The cause of no reflow in our study may be from the low antiplatelet activity (we used clopidogrel in our study because the patients received SK) or inadequate of anticoagulant in the patients in early coronary intervention group which may be explained by the higher rate of glycoprotein IIb/IIIa used (tables 2 and 5), the type of our fibrinolytic used (a non-fibrin specific), the high volume of plaque burden in the early group patients (may be explained by the higher rate of thrombus aspiration and the lesion length) and the cause of no reflow in the patients (table 5). Our study was limited in collection of the data of platelet reactivity test, intravascular ultrasound for evaluating the burden of plaque volume and cardiac MRI (CMR) for evaluating the degree and severity of ischaemia or IRA in both groups. BMS was used more in the early coronary intervention group than the delayed intervention group (13.5% vs 2.7%, p=0.0031) to prevent restenosis because of the high rate of no reflow in our patients and may be one of independent risk factors for 6-month composite cardiovascular outcome, as shown in table 5.

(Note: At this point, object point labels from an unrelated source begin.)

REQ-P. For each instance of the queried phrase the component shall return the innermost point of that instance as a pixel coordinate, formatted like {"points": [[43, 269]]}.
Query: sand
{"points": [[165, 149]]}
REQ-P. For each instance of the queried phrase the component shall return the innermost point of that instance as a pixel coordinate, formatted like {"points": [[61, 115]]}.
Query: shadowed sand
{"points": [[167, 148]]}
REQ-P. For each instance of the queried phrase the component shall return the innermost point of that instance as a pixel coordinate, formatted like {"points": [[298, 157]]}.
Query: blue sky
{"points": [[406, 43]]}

There were several factors causing higher upper GI bleeding in the patients of early coronary intervention group such as the fibrinolytic effect and the higher rate use of glycoprotein IIb/IIIa. The incidence of acute kidney injury from contrast media was higher in the early coronary intervention group than the delayed group which may be from inadequate hydration before the procedure in these patients. There was no difference in access site haematoma or required blood transfusions between the two groups.

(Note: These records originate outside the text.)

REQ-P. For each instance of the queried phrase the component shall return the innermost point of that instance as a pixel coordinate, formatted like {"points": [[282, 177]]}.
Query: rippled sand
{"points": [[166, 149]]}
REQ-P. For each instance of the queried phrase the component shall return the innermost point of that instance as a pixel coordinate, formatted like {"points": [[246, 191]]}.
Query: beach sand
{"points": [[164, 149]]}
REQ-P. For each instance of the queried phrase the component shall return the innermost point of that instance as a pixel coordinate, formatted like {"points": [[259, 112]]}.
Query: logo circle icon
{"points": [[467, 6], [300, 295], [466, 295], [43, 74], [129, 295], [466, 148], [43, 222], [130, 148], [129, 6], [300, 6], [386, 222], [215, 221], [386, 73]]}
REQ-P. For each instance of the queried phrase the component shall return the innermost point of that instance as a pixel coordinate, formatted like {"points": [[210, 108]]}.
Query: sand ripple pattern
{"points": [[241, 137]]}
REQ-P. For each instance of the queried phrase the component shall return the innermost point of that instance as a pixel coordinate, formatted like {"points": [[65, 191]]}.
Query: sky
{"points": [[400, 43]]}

In this study, we showed that early coronary intervention group had a higher rate of cardiovascular outcomes than the delayed coronary intervention which was the opposite compared with the previous studies. First, the patients in our study received SK (non-fibrin specific) for reperfusion therapy which was different from previous studies.2 3 Second, congestive HF was included as a composite cardiovascular outcome in our study, which is different from the previous studies. Because HF is one of leading cardiovascular events after admission with STEMI and after hospital discharge in real-life practice, it was necessary to include HF in composite cardiovascular outcome in our study. Our study also showed the higher rate of no reflow phenomenon in early coronary intervention group, which may contribute to the increased risk of HF in these patients.

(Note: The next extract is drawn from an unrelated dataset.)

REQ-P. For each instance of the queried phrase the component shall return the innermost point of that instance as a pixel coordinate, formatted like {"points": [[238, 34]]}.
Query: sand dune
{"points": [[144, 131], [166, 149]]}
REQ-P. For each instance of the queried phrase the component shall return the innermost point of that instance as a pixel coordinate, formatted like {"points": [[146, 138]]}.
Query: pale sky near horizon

The study did not demonstrate the statistical difference between the early intervention and delayed coronary intervention strategy in low to intermediate-risk patients because of the small number of cardiovascular events in our patients (figure 2). The delayed coronary intervention after SK treatment in low to intermediate patients with STEMI was not increased in the composite cardiovascular outcomes and safe for the patients which was confirmed by intention-to-treat analysis and as-treated analysis, as shown in table 6.

Limitations

There were some limitations to our study. The small number of patients was included; exclusive evaluation of no reflow phenomenon needs in our study; the lack of data from the platelet reactivity study; intravascular ultrasound imaging to evaluate the plaque volume; and the data of CMR to evaluate the degree and severity of cardiac ischaemia in the patients. However, the measurement is not routine in clinical practice.

Conclusions

The delayed coronary intervention in low to intermediate GRACE risk patients with STEMI after SK therapy did not increase in short and long-term cardiovascular outcomes compared with an early coronary intervention. Early coronary intervention in these patients may increase the risk of no reflow which contributed HF, and adequate antithrombotic before procedure is preferred.